Croy Road residents should get their permits.

It is much harder to actually get them.
It is easy to say, “Croy Road residents should get their permits.” It is much harder to actually get them.

Consider, for example, the experience of a couple, friends of mine, who bought property near the summit. They are law-abiding and persistent folk, and were prepared to jump through all necessary hoops, even if getting permits took nine months, as the county said it would.

The first setback occurred because half a mile from their intended house site was a watershed, where rainwater ran off the mountain during heavy rains. The county dubbed this watershed a creek. A man from Fish and Game had to drive out every week for six weeks to study the fish that weren’t in the non-existent creek, and my friends had to pay for every visit.
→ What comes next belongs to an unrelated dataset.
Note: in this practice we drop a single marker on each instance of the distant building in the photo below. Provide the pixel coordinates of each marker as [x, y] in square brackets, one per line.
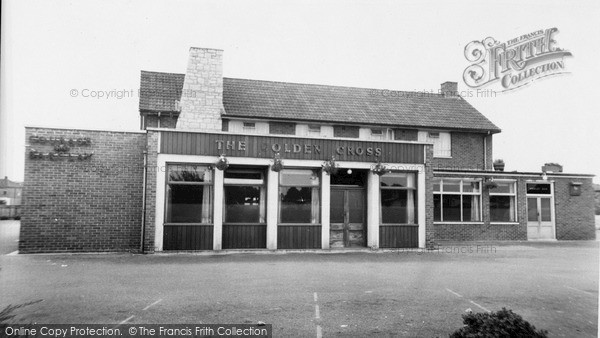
[10, 192]
[225, 163]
Eventually he determined that there were in fact no fish, and no creek. So that hurdle was passed.

The next problem was the road. Redwood Retreat Road ends in a dirt road, and a 100-year-old logging road goes from there up to the summit. One hundred year old logging roads abound in the Santa Cruz Mountains. They can be distinguished from the surrounding hillside or forest by the slightly less vigorous underbrush in the 100-year-old wheel ruts.

My friends, by driving up and down this road, had already improved it to the level of a bad dirt road, and were planning to improve it during construction to the level of a gravel road, and later to an asphalt road.
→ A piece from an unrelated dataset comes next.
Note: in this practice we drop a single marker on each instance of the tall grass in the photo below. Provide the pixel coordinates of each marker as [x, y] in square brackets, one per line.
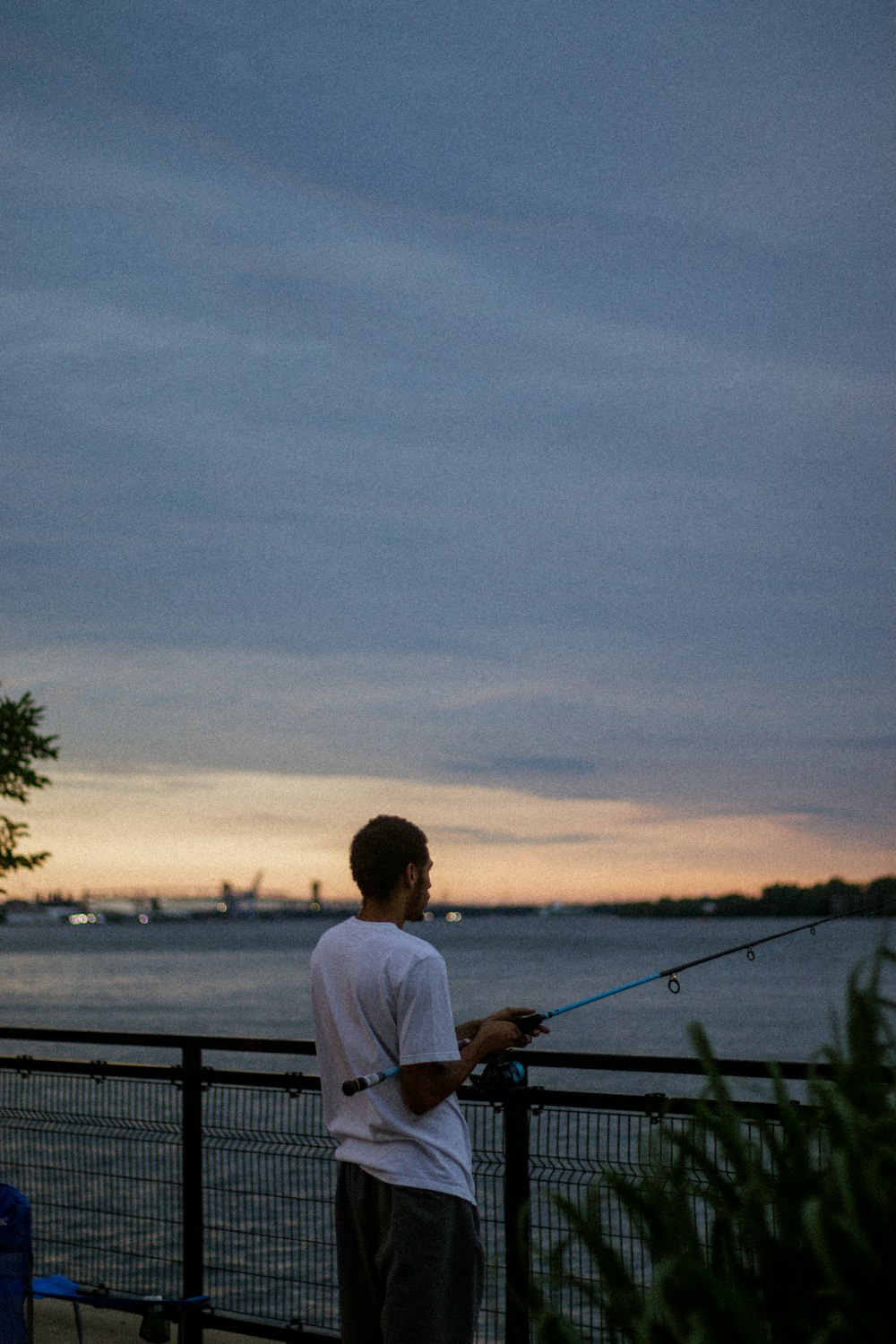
[782, 1231]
The county said my friends needed to improve the road immediately, pave it with asphalt, make it 18 feet wide, and provide six turnouts over its one-third of a mile length, so that two fire engines could pass each other going in opposite directions. The county further demanded that the road have curbs, gutters, streetlights, and three feet of landscaping on either side.

I’m not making this up.

My friends would have needed millions of dollars, tons of dynamite, and the Army Corp of Engineers to meet the county’s standard. While attempting to negotiate about the road, they pressed ahead on other issues. They managed to wend their way through enough of the Byzantine, Kafka-esque county agencies to obtain a lot line adjustment, and permission to divide their 150 acres into two parcels. This progress cost them 18 months and $70,000, and did not include building permits. They could see that building permits were going to take years and tens of thousands, maybe hundreds of thousands of dollars. So they sold the property.

Come, let us reason together.

Even if there were no residents in the twisty canyons and on the windswept hilltops of the Coast Range, we would still need to fight fires there. Most fires are started by lightning, some by human neglect. We need to stop fires before they overwhelm towns, and to do this we need CDF trucks that can negotiate dirt roads and wild lands, and we need helicopters. Eighteen foot wide roads might be nice, but are neither feasible nor necessary.
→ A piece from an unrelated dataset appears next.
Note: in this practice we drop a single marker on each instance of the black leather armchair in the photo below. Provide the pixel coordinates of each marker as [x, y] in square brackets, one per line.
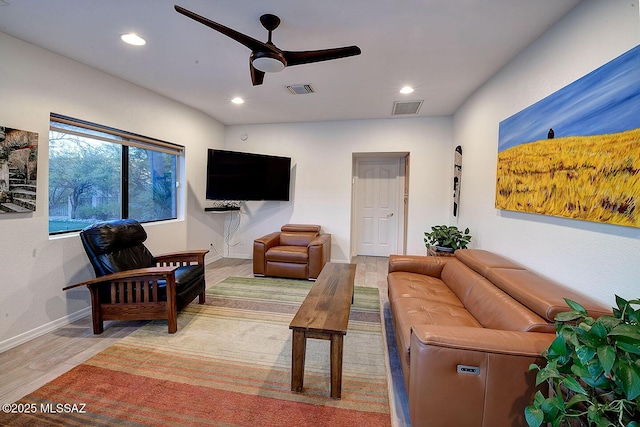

Required permits add $30,000 to $50,000 to the cost of a flatland tract house. For a rural house, that cost can triple or quintuple, and the process goes from harrowing to insane, as every bureaucrat lets the paperwork sit on his desk for 30 days before demanding that the owner get every other bureaucrat to sign before he will.

Most rural residents would like to be able to install safe structures and systems, to pay an inspector $100 to come out and check their solar power system. But when the inspector is going to say, “I cannot sign off your solar power system until you upgrade your road, permit your septic tank, rebuild your foundation, and install a swimming pool,” most residents will give up.

In my humble opinion, we need to rewrite the standards to conform to what is necessary for safety, not what would be nice. We need to allow partial permitting, i.e., permit someone’s compliant solar power system, even if their road is not compliant. We need to make it possible for these folks to comply. Requiring the impossible is neither fair nor safe.